La orden había sido clara: debía esperarme en un lugar donde podría esperar una prostituta a sus clientes, vestida de prostituta y actuar conmigo como tal, haciendo ver que era un cliente que veía por primera vez en su vida.

Al agacharse y apoyarse en mi ventanilla pude ver, a través de su escote, que no llevaba ropa interior. Buena puta, mejor sumisa. Porque eso es lo que quería que fuese esa noche: una puta. El idioma castellano nos permite decirlo de mil formas: prostituta, ramera, cortesana, meretriz, buscona, fulana, furcia, pupila, buscona, pelandusca, zorra y mil más a cuál más desafortunada.

Escogí la palabra que a ella menos le gustaría: puta. También podría haber escogido “zorra”, se que eso le hubiese dolido. Pero si utilizaba “puta” ella no podría protestar porque es en lo que se acababa de convertir.

-¿Cuánto? -pregunté.

-Veinte euros una mamada, treinta por follar -contestó ella.

Había hecho los deberes, que buena sumisa.

-Una mamada -dije yo- pero sin goma. Y quiero correrme en tu boca.

-Eso te costará diez euros más.

Desde luego había estado estudiando para sacar nota. Estaba metida en su papel. Aun temblando de frio, pero en su papel. La primera vez que le hablé del emputecimiento, ella negó con la cabeza al entender que quería que tuviese sexo con otro hombre por dinero. La saqué de su error, el emputecimiento también puede ser una forma de fantasía donde solo caben el amo y su sumisa. Una fantasía donde fingen no conocerse y actúan como cliente y meretriz. Ella sonrió al comprender lo que yo quería y asintió.

De eso hacía una semana.

-De acuerdo, sube -dije.

Preferí no alargar la conversación. Allí en las afueras del pueblo, era improbable que nadie pudiese vernos. Pero tampoco debía jugar con esa posibilidad porque era lo que mas le incomodaba a ella y, de momento, lo estaba haciendo bien.

Subió en el coche y le pregunté donde ir. Ella me indicó un descampado a poco menos de dos kilómetros, junto a la autopista. Durante el trayecto no dijimos nada. Como dos desconocidos a los que solo une una transacción mercantil. Por la forma de retorcer su bolso, supe que estaba mas nerviosa que en otras ocasiones. Éramos amo y sumisa desde hace un tiempo, habíamos hecho cientos de cosas en decenas de sesiones, pero ahora, ella mostraba la cara mas deliciosa de la timidez, de la duda, del desconocimiento. O eso o estaba metida en su papel de forma tan perfecta que merecía ganar un Oscar de Hollywood.

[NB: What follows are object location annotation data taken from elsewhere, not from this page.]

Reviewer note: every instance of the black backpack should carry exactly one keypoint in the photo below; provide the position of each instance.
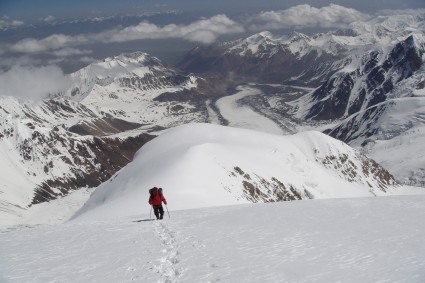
(154, 190)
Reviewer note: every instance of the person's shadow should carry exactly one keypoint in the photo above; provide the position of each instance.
(143, 220)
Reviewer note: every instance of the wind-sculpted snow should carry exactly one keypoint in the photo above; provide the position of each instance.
(201, 165)
(339, 240)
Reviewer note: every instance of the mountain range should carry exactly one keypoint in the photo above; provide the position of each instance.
(363, 85)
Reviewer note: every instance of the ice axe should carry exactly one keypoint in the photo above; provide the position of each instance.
(167, 211)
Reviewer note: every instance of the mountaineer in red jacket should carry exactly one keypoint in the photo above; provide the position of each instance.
(156, 198)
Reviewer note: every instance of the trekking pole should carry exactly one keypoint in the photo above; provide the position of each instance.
(167, 211)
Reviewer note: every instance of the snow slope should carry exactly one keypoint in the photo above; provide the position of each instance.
(202, 165)
(339, 240)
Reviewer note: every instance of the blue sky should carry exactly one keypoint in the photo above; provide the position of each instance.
(31, 10)
(43, 39)
(73, 33)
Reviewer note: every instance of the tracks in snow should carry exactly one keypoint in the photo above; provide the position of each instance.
(168, 265)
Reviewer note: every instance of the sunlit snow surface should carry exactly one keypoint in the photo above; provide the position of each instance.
(339, 240)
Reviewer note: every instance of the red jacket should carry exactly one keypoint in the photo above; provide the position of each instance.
(156, 199)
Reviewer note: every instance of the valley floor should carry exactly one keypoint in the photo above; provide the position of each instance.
(340, 240)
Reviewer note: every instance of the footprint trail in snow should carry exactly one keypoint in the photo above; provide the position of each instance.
(168, 265)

Llegamos al descampado, aparqué y comencé a bajarme los pantalones.

-Los treinta euros antes que nada -dijo ella.

Oscar de Hollywood, sin lugar a dudas.

Saqué un billete de treinta y se lo tendí. Después le enseñé otro de diez.

-Diez euros mas si te lo tragas.

Ella fingió expresión de fastidio, pero me arrancó el billete de las manos. Se había tragado mi semen muchas veces antes, pero ahora, en aquel momento, mi sumisa había comprendido lo que significaba sumergirse por completo en un rol. Y lo estaba haciendo de maravilla. No era solo un chapuzón, sino que se había lanzado al agua y estaba buceando hacia las profundidades. Incluso cuando comenzó a chuparme la polla, lo hacía de manera diferente a lo habitual. En nuestras sesiones le había enseñado como hacerlo. O mejor dicho, como me gusta a mí que me lo hagan. MI sumisa había aprendido poco a poco y, con el tiempo, se había convertido en la perfección succionadora. Aunque ahora, metida en su papel de prostituta, mostraba cierta mecánica que era diferente a cuanto habíamos experimentado antes. ¿Y si el hecho de pagarle porque me chupase la polla la había enfadado? Apreté su cabeza con fuerza para hundir mi pene en su garganta, ella tosió y se liberó de mi mano. Después dejó de chupármela y me lanzó una mirada cargada de odio.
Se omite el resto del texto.